A San Diego quintet, “The Spell” is The Black Heart Procession’s fifth album. Their music sounds not unlike Espers’ dark, gothic acid folk mantras of threat and foreboding given a marginal pop makeover. Fans of, say, The Cure’s doom trilogy wouldn’t find this too far outside their orbit, I’d guess.

“Not Just Words” provides chinks of light in the grey, and “The Letter” sounds like a trip to the darker, shadowy end of Doc Pomus’ “Lonely Avenue”. “The Waiter #5” is all eerie, icicle piano and whirling effects that could probably trace their DNA back to Hendrix’s “Moon, Turn The Tides…Gently, Gently Away”. “GPS” is arguably the album’s juddering, thumping, near-motorik peak, hammering out a warning like Radiohead at their most apocalyptic.

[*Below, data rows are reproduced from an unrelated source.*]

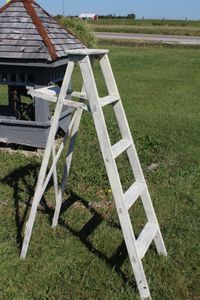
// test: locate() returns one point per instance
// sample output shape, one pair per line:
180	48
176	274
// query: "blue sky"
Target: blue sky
170	9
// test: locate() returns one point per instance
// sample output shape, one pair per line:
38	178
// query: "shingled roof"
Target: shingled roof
28	32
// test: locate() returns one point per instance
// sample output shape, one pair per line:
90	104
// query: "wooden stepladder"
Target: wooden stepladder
123	200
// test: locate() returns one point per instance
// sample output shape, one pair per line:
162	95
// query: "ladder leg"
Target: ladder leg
68	161
48	149
131	152
113	177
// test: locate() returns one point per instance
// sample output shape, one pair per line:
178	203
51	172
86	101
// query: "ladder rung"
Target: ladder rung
108	100
132	194
120	147
86	51
145	238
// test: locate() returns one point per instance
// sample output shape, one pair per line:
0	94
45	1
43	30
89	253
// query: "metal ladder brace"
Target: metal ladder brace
123	201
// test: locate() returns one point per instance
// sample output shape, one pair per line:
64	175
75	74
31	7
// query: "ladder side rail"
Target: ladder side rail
113	176
44	165
121	118
151	216
55	177
131	151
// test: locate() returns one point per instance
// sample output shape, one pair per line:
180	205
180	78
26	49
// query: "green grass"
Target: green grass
84	257
172	27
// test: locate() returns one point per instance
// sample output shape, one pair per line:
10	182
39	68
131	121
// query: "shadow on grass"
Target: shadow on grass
18	180
21	177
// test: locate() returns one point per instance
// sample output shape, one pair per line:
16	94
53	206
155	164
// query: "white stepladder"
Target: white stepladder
90	101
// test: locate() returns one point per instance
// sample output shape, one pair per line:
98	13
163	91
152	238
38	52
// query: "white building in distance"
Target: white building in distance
88	16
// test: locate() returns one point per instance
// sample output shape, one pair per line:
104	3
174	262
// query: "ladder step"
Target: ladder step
120	147
132	194
108	100
145	238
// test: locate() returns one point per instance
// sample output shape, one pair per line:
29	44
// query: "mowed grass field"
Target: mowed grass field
171	27
85	257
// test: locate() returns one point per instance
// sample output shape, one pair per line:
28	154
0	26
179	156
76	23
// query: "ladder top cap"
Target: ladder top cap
87	52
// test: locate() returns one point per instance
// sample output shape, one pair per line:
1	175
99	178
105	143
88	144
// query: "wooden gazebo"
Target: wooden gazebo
32	53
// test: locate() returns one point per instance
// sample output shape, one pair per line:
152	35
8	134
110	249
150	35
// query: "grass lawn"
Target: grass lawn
85	257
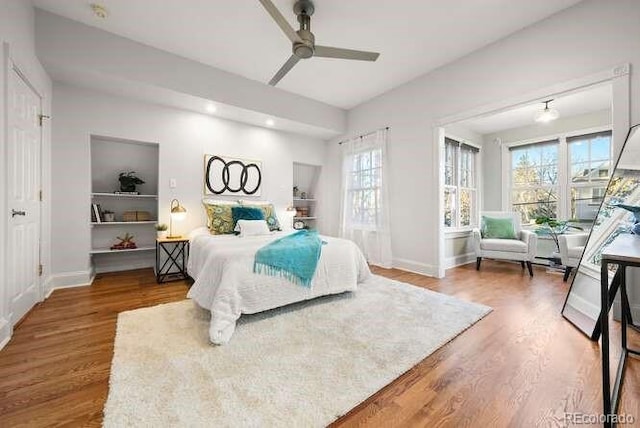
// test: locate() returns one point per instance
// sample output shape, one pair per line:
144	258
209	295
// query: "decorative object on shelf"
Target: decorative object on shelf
178	212
552	227
96	216
109	216
129	181
547	114
161	229
231	176
136	216
635	210
126	243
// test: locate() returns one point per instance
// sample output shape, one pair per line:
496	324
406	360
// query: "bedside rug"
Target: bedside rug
301	365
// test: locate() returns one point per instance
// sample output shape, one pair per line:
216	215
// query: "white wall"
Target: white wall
17	35
492	151
588	38
183	137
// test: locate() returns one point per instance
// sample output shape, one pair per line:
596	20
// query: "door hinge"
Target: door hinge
41	117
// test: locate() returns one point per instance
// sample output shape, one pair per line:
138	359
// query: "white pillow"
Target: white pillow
253	227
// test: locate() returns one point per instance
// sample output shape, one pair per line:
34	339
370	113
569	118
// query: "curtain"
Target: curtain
365	197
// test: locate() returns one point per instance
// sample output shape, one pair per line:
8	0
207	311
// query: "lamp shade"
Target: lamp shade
178	212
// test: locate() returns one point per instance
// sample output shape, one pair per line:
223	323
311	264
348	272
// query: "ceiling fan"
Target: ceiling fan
304	42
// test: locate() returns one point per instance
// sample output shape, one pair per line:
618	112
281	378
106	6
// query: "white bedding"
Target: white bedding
222	267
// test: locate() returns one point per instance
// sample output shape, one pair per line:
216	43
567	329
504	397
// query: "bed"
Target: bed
222	267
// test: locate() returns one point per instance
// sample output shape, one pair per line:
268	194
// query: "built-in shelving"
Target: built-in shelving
305	179
120	223
123	195
109	158
129	250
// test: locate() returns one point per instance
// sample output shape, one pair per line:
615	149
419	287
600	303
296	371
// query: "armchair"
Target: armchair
522	249
571	248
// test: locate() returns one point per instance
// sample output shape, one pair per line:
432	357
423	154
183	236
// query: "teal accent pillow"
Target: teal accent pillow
498	228
246	213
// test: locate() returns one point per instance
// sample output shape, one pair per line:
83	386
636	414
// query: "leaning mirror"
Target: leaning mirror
582	306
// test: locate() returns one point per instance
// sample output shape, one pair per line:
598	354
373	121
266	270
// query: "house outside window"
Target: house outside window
460	184
564	178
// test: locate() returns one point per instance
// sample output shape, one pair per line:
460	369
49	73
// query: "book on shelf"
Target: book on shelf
95	213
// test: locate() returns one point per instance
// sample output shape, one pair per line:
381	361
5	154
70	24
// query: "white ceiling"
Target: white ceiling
590	100
413	36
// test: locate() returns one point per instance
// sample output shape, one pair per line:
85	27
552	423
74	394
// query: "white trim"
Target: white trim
462	259
5	332
438	171
70	279
415	267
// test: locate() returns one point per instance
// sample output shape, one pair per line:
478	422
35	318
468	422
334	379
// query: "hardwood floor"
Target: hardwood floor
521	366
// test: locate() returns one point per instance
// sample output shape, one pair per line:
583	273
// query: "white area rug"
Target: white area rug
302	365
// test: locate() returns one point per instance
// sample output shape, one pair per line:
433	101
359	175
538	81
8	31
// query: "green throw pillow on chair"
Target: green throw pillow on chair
498	228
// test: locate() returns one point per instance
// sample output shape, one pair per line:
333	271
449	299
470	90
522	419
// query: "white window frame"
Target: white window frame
475	212
351	190
564	179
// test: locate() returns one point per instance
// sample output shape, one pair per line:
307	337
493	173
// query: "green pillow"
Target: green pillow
498	228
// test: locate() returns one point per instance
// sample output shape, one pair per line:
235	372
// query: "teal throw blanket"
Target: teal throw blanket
294	257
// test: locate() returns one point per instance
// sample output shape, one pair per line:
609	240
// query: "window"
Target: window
564	178
534	180
590	167
460	184
364	187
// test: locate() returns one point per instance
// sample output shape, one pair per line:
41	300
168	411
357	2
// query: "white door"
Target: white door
23	181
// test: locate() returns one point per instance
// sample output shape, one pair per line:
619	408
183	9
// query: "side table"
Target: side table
174	267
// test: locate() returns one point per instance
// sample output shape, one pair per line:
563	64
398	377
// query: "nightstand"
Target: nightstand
171	259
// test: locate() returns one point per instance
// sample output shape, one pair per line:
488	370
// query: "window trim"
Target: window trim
564	186
475	216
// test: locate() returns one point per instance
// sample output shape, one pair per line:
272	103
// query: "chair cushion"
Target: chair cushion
506	245
575	252
497	228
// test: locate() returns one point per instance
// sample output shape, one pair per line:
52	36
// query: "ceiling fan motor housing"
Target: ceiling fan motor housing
304	50
304	9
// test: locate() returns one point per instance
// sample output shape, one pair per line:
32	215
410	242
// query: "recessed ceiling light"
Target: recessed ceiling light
547	114
99	10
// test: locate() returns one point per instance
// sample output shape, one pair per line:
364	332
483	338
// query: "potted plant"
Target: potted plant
161	229
109	216
548	226
129	181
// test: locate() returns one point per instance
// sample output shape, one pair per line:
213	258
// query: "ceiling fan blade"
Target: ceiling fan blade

If The Black Heart Procession have a flaw, it’s perhaps that their very consistency counts against them: if you like or dislike one track on “The Spell”, it’s almost a certainty that you’ll feel the same way about the rest of it. Perhaps it has something to do with the lyrical references to webs in both of the first two tracks, or the way that every song seems to have an air of finality about it, but the component parts of “The Spell” are far more arresting scattered amongst a playlist (something that’s delightfully easy to do thanks to Touch And Go thoughtfully including a special code to access an MP3 download of the entire album with my vinyl copy) than stacked up in a row.